Hafid Aggoune : « Le message d’Anne Frank n’a jamais été aussi brûlant d’actualité ! »

Pour revenir sur cette œuvre traversant les époques et les frontières, nous avons interrogé Hafid Aggoune, l’auteur du roman Anne F. (Plon). Un livre à la visée hautement pédagogique. Entretien.

D’où vient l’idée de s’emparer du personnage d’Anne Frank pour écrire votre roman ?
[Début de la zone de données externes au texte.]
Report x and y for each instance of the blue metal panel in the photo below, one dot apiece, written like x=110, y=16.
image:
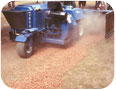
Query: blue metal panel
x=22, y=38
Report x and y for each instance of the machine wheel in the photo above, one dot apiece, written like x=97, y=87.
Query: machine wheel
x=25, y=49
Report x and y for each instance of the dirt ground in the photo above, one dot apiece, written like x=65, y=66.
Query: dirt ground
x=53, y=67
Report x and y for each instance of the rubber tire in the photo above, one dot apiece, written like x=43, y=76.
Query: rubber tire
x=21, y=50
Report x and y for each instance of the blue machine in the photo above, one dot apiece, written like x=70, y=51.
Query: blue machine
x=42, y=23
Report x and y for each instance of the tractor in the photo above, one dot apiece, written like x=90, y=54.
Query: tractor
x=50, y=22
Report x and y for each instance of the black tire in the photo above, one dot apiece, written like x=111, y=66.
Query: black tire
x=24, y=50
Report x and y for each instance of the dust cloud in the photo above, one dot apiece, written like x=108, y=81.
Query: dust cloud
x=93, y=23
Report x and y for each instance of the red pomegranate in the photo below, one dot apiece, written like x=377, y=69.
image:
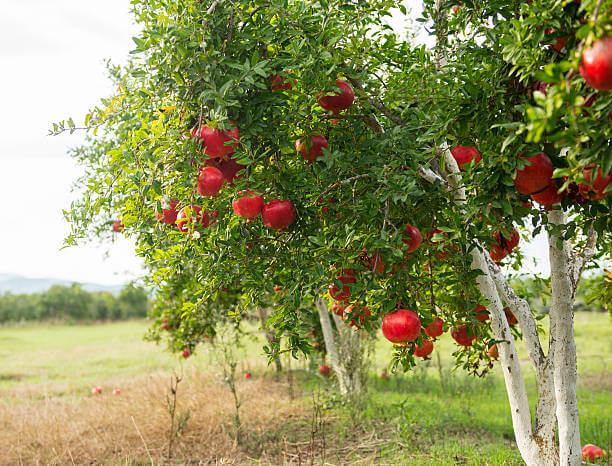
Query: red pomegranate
x=249, y=205
x=401, y=326
x=191, y=216
x=462, y=335
x=168, y=213
x=591, y=452
x=280, y=83
x=338, y=101
x=596, y=64
x=118, y=226
x=424, y=350
x=536, y=176
x=549, y=197
x=278, y=215
x=464, y=155
x=210, y=181
x=594, y=190
x=414, y=237
x=215, y=140
x=435, y=329
x=347, y=278
x=313, y=149
x=492, y=352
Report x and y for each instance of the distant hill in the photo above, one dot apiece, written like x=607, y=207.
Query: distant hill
x=17, y=284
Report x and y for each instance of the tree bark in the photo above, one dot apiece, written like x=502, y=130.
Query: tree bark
x=562, y=343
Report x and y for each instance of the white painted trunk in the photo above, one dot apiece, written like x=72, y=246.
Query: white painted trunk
x=344, y=351
x=562, y=344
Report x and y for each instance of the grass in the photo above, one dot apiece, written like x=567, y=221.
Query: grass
x=47, y=415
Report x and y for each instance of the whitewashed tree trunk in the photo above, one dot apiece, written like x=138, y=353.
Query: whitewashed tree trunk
x=562, y=341
x=344, y=351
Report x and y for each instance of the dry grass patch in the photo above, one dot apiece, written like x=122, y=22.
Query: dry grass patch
x=134, y=426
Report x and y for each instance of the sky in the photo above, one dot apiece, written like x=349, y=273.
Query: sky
x=52, y=60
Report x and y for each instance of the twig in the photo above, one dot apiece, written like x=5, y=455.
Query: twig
x=143, y=441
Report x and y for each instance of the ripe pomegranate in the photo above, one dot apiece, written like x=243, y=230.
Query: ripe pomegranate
x=190, y=217
x=362, y=314
x=596, y=64
x=347, y=278
x=510, y=317
x=278, y=215
x=591, y=452
x=435, y=329
x=338, y=309
x=210, y=181
x=481, y=313
x=401, y=326
x=313, y=149
x=464, y=155
x=249, y=205
x=280, y=83
x=535, y=177
x=549, y=197
x=117, y=226
x=462, y=334
x=594, y=190
x=414, y=237
x=215, y=140
x=168, y=213
x=339, y=100
x=424, y=350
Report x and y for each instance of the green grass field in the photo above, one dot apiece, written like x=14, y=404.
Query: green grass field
x=414, y=418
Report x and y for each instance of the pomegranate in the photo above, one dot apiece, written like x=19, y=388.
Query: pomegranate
x=280, y=83
x=278, y=215
x=435, y=329
x=249, y=205
x=591, y=452
x=414, y=237
x=596, y=64
x=338, y=101
x=424, y=350
x=210, y=181
x=536, y=176
x=401, y=326
x=464, y=155
x=117, y=226
x=190, y=217
x=462, y=334
x=312, y=149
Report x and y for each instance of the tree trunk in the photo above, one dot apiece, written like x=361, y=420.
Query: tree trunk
x=344, y=351
x=562, y=344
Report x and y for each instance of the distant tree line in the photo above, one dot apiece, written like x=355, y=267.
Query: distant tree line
x=73, y=303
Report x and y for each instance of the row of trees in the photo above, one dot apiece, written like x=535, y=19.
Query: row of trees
x=248, y=78
x=73, y=303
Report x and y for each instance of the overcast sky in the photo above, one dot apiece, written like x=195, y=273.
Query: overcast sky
x=52, y=61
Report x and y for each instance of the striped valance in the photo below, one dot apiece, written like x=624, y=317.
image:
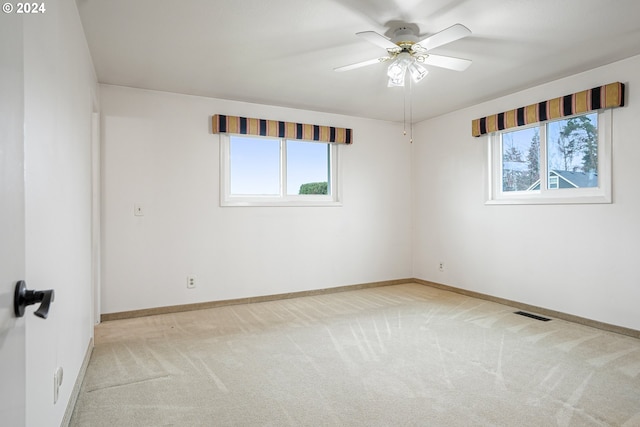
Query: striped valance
x=607, y=96
x=277, y=129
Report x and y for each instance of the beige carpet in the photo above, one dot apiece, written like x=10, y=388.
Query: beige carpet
x=406, y=355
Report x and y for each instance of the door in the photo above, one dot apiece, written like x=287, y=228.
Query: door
x=12, y=234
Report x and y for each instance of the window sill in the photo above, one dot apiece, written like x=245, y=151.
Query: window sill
x=280, y=203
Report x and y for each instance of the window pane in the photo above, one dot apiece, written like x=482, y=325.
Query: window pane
x=255, y=166
x=307, y=168
x=572, y=147
x=521, y=160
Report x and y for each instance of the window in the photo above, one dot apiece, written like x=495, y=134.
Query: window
x=561, y=161
x=265, y=171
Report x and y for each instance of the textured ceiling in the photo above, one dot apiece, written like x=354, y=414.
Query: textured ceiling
x=282, y=52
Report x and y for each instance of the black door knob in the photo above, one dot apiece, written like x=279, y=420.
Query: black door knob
x=24, y=297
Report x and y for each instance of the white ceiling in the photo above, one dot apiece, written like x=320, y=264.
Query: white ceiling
x=282, y=52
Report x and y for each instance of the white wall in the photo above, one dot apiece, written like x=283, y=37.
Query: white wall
x=577, y=259
x=158, y=151
x=59, y=88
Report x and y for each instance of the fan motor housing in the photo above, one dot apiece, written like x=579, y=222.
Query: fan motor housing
x=404, y=37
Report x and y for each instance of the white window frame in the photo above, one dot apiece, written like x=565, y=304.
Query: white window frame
x=282, y=199
x=599, y=194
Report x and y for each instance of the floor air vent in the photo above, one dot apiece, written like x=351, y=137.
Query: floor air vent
x=533, y=316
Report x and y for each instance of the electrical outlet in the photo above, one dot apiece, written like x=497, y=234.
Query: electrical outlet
x=57, y=382
x=191, y=282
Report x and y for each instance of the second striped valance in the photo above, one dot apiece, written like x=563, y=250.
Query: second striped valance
x=607, y=96
x=278, y=129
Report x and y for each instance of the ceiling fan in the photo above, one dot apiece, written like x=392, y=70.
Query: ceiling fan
x=409, y=52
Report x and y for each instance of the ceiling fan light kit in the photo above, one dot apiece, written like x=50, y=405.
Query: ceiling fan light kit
x=408, y=52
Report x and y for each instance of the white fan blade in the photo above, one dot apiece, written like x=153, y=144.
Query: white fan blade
x=451, y=34
x=361, y=64
x=378, y=39
x=457, y=64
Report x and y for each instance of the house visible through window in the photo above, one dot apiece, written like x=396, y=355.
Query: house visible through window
x=261, y=171
x=561, y=161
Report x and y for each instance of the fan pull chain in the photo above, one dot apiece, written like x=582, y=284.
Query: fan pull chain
x=404, y=110
x=410, y=113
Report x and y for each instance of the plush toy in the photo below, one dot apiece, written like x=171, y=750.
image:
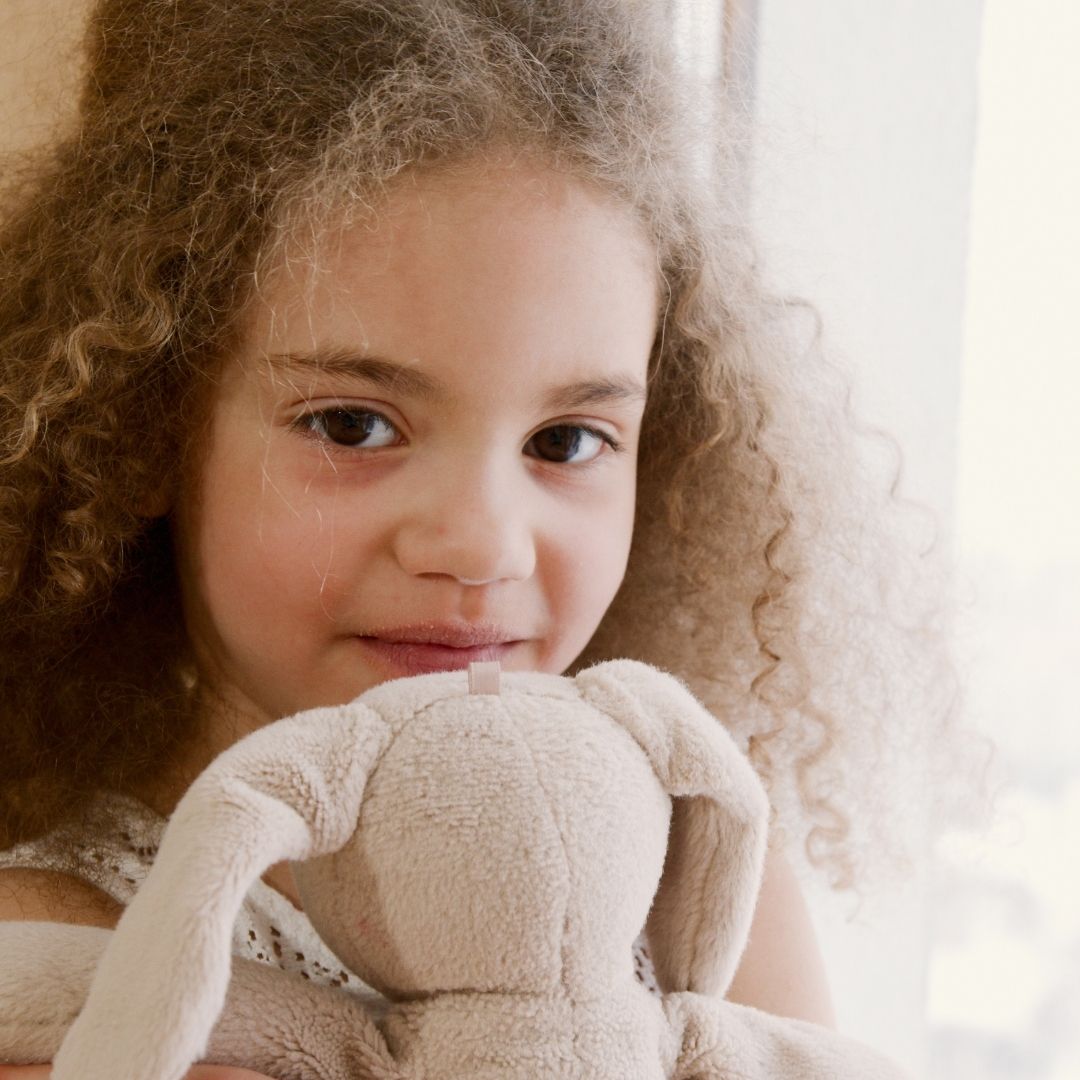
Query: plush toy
x=485, y=856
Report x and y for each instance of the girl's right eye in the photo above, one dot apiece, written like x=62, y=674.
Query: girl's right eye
x=349, y=427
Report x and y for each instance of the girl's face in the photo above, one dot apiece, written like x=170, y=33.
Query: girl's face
x=422, y=451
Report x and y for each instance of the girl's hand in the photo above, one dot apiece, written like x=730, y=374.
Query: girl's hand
x=199, y=1072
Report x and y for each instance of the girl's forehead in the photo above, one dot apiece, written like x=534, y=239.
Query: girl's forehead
x=458, y=223
x=516, y=243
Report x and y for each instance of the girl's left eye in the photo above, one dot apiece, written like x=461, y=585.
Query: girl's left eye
x=350, y=427
x=569, y=444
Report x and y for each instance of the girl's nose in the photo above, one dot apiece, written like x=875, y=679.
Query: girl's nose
x=472, y=530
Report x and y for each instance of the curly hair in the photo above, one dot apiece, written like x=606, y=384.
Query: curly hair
x=766, y=568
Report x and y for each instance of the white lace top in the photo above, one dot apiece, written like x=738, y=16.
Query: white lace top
x=112, y=848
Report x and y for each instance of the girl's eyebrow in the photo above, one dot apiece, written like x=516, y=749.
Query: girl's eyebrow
x=405, y=379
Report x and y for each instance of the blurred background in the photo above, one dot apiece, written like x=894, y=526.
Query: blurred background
x=914, y=173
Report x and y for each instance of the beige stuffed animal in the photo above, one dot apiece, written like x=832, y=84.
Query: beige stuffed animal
x=486, y=861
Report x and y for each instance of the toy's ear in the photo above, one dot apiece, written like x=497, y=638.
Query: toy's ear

Hafid Aggoune : Avec Anne F., tout s’est passé très vite, à partir de l’automne 2014, entre Amanda Sthers, la directrice de la collection « Miroir » chez Plon, et moi. Nous avons échangé quelques mots sur Twitter avant de décider que je serais le suivant sur la liste des parutions, après l’excellent Rudik de Philippe Grimberg. Pour mon « miroir », j’ai proposé Anne Frank « à cause » de notre époque : même désespoir, même peur de l’Autre, et surtout même besoin d’y croire, de ne pas sombrer, de redorer le mot humanité et d’avancer malgré la nuit…

En 2016, quelle pertinence et quel message délivre encore son journal ?

H.A. : D’abord le besoin de repenser ce qui nous unit au lieu de nous détruire. Il m’a paru urgent de donner envie aux adultes de relire le journal d’Anne Frank avec leurs yeux d’adultes : la plupart le découvrent à l’adolescence avant de le laisser de côté, définitivement… Anne n’avait pas seulement conscience d’elle-même et des autres, elle avait une vision du monde, de la guerre, de la condition de la femme, de la culture, des liens qui nous unissent ou nous séparent. Son message n’a jamais été aussi brûlant d’actualité. Comme le mal se plait à changer de forme à chaque époque, il est urgent de remettre au goût du jour des destins comme le sien.

Votre livre entre clairement dans le cadre de ce qu’on pourrait appeler une « œuvre pédagogique ». A quel stade de votre vie avez-vous eu envie de transmettre et d’enseigner ?

H.A. : A vrai dire, j’ai eu très tôt la chance de savoir que je voulais consacrer ma vie à la littérature, mais je suis venu tardivement à l’enseignement. C’est grâce une rencontre avec des lycéens, lors du Salon du livre de Saint-Etienne, au moment de la parution de mon premier roman Les Avenirs, que j’ai eu le déclic. J’ai éprouvé un vrai plaisir à leur parler de mon amour des livres, de mon parcours, à leur démontrer avec sincérité qu’on peut venir d’un milieu modeste, être un enfant d’immigrés, et réussir sa vie d’homme. Après trois romans ayant reçu un accueil plus que favorable des critiques et des libraires, je n’avais plus envie de ne faire qu’écrire, alors j’ai entrepris deux choses pour relancer l’inspiration : j’ai repris une licence de football et j’ai cherché des élèves pour les aider en français, leur donner le goût de la lecture et des méthodes de travail…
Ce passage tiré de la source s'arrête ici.